One of the worst parts of the iPhones 2G and 3G was the camera. It wasn’t just that it was a low-res two-megapixel piece of junk. More, it was that it seemed tacked on in decidedly un-Apple way, a vestigial afterthought that, although integrated throughout the iPhone software, never felt as polished as it could. It was almost as if Apple put it there in a hissy fit of exasperation, just because you have to have a camera in a phone these days. You can imagine Jobs finally giving the go-ahead: “Fine, if they want a damn camera in a phone, put one in there. But screw ‘em. Make it suck.”
Now, though, the 3GS is here, with three shiny megapixels. That, though, is not the important part. The camera will also auto focus instead of just using a fixed lens, and the software has been upgraded too.
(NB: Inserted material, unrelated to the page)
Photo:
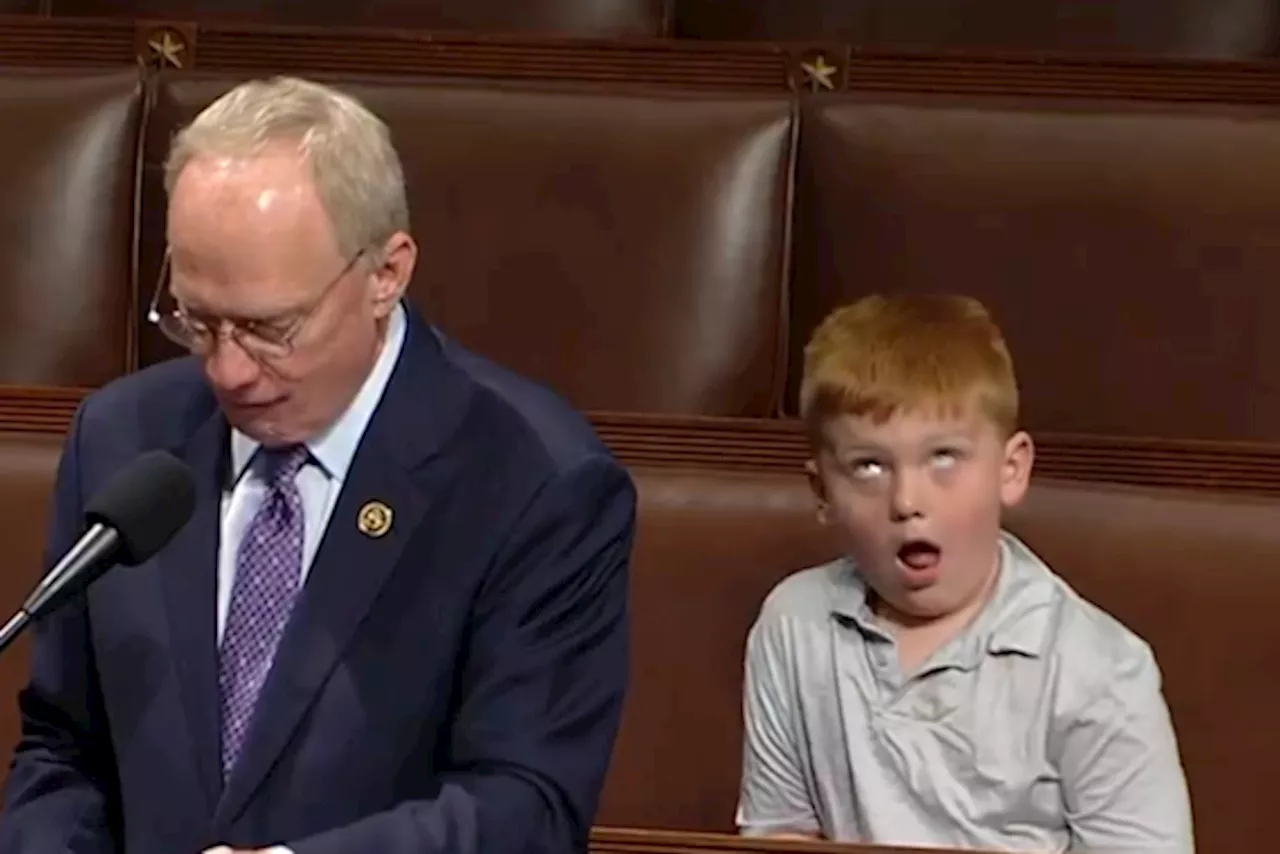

To choose where you want the camera to focus, just touch that part of the picture. The camera will also use this information to weight color balance and exposure.
The unstoppable Andy Ihnatko, Chicago Sun Times tech writer and Apple-nerd, has been testing it out, and has posted a set of pictures over at Flickr. Here’s what he says:
[The] fact that you can do “spot metering” puts it among the neatest cameraphones available. Touch the part of the live image that should be properly-exposed and the Camera app will make all of its focus, exposure and white-balance decisions based on that sampling. Bonus: by sampling from the bright, dark and middle areas of the image and taking three separate images, you can even do HDR imaging!
Browsing through the pictures shows that this salvo of updates has been a winner. The photos now look like they come from a camera, not from a phone. And did we mention that it also does video?